# Vids



## Waddaman (Oct 3, 2010)

Finally got some video's, there not great but there all i got. Enjoy




Bike is alright, idle was too low and when i tried to let off to shift it would die. I did get through hole (FORWARDS!)under own power and bike is fine. Right after dad shut off camera to give me a hand I fired it up and hit it one more time and got through. Bike was at an angle so no mud got in engine, but it definitely was an o crap moment.


----------



## NMKawierider (Apr 11, 2009)

Nice Vids. Hope you don't mind I moved them over here. We like keeping media type stuff under "ATV Media". Thanks for sharing!


----------



## Coolwizard (Feb 28, 2009)

Nice vids. Sounds like the spectators were enjoying it as much as you.


----------



## HAWK (Mar 5, 2011)

Nice videos, thanks for sharing.


----------



## Waddaman (Oct 3, 2010)

No prob nmkawie. Really need a new camera man, in that second video best part was right before coming around the corner, it was about 1' of clay mud + water and over my headlights, coming in to it wide open, of course he didnt get a shot of that...:34: Might be going out later today to ill see if i can get some muskeg vids, its really hot and musky out though bugs will eat us all alive.


----------



## Polaris425 (Dec 16, 2004)

NICE!!! :rockn:


----------



## Waddaman (Oct 3, 2010)

Thanks, I gotta get a rematch video with the "too deep". I did get through it after camera was shut off, but i doubt anyone would believe me.

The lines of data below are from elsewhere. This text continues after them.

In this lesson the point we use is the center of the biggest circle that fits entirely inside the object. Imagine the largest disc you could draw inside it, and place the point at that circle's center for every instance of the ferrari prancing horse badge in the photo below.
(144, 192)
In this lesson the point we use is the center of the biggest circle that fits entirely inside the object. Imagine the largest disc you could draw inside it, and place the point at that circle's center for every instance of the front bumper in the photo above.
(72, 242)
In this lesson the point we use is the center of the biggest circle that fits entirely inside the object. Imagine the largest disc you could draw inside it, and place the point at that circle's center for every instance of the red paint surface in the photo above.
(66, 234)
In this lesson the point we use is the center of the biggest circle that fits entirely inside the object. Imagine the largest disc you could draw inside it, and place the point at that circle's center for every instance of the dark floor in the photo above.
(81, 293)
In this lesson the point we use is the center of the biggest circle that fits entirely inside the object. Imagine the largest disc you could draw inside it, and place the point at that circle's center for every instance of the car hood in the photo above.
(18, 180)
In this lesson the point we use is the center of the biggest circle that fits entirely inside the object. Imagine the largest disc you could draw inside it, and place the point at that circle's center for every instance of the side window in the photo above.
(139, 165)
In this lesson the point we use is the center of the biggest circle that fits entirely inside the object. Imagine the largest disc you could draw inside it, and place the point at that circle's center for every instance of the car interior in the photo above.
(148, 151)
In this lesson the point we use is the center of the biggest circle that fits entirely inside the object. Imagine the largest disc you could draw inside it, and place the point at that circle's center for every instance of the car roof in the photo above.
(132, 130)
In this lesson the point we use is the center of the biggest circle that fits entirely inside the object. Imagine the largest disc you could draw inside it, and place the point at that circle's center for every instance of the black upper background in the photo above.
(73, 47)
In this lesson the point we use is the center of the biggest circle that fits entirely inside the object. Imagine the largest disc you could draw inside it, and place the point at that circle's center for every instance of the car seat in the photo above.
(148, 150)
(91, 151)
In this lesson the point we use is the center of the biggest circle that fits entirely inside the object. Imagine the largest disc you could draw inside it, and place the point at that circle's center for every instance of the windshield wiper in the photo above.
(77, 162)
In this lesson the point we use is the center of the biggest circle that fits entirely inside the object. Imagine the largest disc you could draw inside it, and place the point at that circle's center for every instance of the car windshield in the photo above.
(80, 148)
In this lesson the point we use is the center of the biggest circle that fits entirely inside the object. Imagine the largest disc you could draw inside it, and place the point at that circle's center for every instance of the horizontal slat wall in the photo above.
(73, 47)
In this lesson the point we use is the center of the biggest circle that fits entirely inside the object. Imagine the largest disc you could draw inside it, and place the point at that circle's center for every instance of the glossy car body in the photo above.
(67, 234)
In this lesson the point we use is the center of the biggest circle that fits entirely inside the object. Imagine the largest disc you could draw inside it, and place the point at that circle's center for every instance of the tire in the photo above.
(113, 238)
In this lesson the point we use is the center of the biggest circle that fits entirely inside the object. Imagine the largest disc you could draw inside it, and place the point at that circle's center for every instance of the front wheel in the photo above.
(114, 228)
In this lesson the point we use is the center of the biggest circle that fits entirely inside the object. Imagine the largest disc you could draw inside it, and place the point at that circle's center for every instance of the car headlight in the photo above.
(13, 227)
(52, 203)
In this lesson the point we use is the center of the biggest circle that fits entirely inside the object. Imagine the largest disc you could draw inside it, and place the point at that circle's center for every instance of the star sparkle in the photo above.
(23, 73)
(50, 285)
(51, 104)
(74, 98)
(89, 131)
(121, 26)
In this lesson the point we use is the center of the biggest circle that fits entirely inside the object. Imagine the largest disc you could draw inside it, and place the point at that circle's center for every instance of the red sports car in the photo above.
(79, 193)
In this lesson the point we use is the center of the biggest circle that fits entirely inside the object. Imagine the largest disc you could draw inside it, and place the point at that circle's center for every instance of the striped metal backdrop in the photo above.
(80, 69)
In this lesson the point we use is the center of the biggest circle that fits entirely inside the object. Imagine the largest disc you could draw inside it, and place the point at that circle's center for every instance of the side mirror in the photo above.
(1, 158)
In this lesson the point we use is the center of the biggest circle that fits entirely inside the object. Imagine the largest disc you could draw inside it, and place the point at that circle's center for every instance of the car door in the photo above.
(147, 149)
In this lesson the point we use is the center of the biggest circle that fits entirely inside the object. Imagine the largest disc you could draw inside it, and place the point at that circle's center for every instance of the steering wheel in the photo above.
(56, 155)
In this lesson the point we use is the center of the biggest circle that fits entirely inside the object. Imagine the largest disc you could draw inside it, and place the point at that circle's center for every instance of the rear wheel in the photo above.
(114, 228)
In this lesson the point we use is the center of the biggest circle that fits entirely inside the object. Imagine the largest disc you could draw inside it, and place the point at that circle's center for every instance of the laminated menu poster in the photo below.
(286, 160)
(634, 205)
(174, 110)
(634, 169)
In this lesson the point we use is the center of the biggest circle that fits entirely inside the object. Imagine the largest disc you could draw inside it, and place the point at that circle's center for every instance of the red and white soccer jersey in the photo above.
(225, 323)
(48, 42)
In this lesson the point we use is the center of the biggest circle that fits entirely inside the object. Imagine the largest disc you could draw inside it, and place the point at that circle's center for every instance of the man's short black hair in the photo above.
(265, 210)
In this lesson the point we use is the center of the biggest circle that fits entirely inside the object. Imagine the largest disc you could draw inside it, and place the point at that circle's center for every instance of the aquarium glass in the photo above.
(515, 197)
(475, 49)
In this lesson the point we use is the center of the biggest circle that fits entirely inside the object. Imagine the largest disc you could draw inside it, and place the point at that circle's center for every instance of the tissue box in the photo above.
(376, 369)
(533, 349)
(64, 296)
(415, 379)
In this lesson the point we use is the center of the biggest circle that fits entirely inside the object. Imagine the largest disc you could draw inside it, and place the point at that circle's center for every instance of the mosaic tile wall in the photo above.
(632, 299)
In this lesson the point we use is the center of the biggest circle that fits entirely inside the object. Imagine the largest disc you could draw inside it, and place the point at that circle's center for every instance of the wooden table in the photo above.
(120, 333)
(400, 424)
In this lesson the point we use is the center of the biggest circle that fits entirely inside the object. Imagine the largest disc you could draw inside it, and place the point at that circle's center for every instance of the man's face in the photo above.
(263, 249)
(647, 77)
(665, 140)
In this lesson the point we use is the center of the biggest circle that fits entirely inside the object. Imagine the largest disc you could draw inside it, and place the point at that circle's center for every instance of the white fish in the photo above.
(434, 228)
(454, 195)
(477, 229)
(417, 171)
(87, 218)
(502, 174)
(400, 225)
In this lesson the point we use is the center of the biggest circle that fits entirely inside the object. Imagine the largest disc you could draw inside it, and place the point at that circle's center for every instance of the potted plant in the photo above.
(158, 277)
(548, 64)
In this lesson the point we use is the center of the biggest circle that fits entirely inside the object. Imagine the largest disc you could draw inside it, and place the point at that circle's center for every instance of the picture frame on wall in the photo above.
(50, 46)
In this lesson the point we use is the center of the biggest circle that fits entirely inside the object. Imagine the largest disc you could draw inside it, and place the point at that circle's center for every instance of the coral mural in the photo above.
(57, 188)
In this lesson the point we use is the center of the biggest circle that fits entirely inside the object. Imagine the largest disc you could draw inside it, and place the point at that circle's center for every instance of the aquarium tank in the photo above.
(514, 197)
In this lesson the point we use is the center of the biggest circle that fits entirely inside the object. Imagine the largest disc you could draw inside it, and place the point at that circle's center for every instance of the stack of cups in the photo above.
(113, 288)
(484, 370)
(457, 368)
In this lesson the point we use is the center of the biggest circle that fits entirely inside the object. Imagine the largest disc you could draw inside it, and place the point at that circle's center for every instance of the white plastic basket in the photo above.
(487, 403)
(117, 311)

Gotta get REVENGE:rockn:


----------



## MUDDIE49 (Aug 30, 2009)

Great Vid...them guys coaching him were so da-- funny...i was roaring....


----------



## Waddaman (Oct 3, 2010)

More Vids, better camera quality (Watch in 720!) little bit better overall video. Enjoy.


----------



## Polaris425 (Dec 16, 2004)

nice vids!


----------



## NMKawierider (Apr 11, 2009)

Yeah...nice. Thanks!


----------



## Waddaman (Oct 3, 2010)

Thanks. The more subs and views I get the more likely Ill buy a camera and gets some really good vids. Relying on other people to get the vid to me isn't usually worth it, But if I find I get enough YouTube attention even if theirs a possiblity to make money, Ill be getting a real good camera and go out on some bogs.


----------



## Polaris425 (Dec 16, 2004)

^ then dont count on it haha.... You have to be hitting 100 of thousands of views before anything like that happens... the only people who made any decent cash are people who's vids are hitting close to millions in views.


----------



## NMKawierider (Apr 11, 2009)

Polaris425 said:


> ^ then dont count on it haha.... You have to be hitting 100 of thousands of views before anything like that happens... the only people who made any decent cash are people who's vids are hitting close to millions in views.


Yeah I was going to say...don't hold your breath....lol


----------



## Waddaman (Oct 3, 2010)

Yea I know, want some sort of appreciation atleast though. Was just sayin


----------



## NMKawierider (Apr 11, 2009)

Waddaman said:


> Yea I know, want some sort of appreciation atleast though. Was just sayin


 
We here at MIMB appreaciate ya man.. :rockn:


----------



## Waddaman (Oct 3, 2010)

Thanks


----------